The UN declared 2016-2025 as the Third Industrial Development Decade for Africa (IDDA III). How can Ghana deliberately and strategically plan towards taking advantage of the inherent opportunities in this UN’s programme?
However, as much as the UN programme should be regarded as a welcome one, Ghana should be mindful of the implicit pressure that comes with the gains of today’s global economy.
Many African countries, including Ghana, have restructured their economies and have embraced liberal economic and trade policies to support development strategies in order to tap into the global economy. These reforms have come with their own challenges, including the influx of imported commodities and unfortunate closure of industries with consequential job losses.
As these realities take their toll on our local economies, the moment calls for a conscious and deliberate effort and the rethinking of our policies in the direction of getting manufacturing back on its feet again for the much-needed restoration and growth.
The sub-sector will continue to shrink and Ghana would be losing its industrial base and missing out of the on-going concerted efforts of Africa and the United Nations to industrialize Africa in the next ten years if the government does not strategically and deliberately rethink its policies purposely to address the sector’s challenges. And for government to awaken to this important task, it is in place that the affected sector takes the initiative to nudge and guide government into action through sustained dialogue. It is the realisation of this vital necessity that gave birth to the idea of the Ghana Manufacturer’s Business Summit.

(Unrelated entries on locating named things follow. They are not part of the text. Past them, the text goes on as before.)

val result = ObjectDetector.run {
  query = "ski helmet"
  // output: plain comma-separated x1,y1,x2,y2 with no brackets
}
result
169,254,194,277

“Consequently, the paramount objective of the Ghana Manufacturer’s Business Summit is to drive sustained growth of the manufacturing sub-sector through direct engagement of the private and public sectors in dialogue and negotiations for the creation of enabling an environment for growth. The other objective is to trigger conscious and active participation of industry players in the development of the sub-sector, collectively, and across association lines.”
Furthermore, “The Summit shall be so committed and functional it shall set up a system to track and measure the growth of the sub-sector from year to year.”
According to the organizers, discussions with the Ministry of Trade and Industry on the Ghana Manufacturers Business Summit 2019 commenced “since last year” and now everything is set for its happening. The event will take place on 27th May in Accra and already has partners like the Private Enterprise Federation (PEF), the Ghana Chamber of Commerce and Industry, One District, One Factory, and the Ghana International Trade Fair Company, and the list is still growing.
Speakers at the event shall include Nana Dr Appiagyei Dankawoso 1, President of Ghana Chamber of Commerce and Industry, who will also be the Guest of Honour; Dr Nana Osei Bonsu, Mrs Gifty Ohene-Konadu, Dr John Kwakye, and others yet to be confirmed.
The Business Executive Limited, conveners of this event are also the organizers of the prestigious Ghana Industry CEO Awards, Ghana Trade & Commerce Awards, African Business Executive Excellence Awards, Feminine Ghana Achievement Awards, and the publishers of the widely circulated The Business Executive Magazine read across West Africa.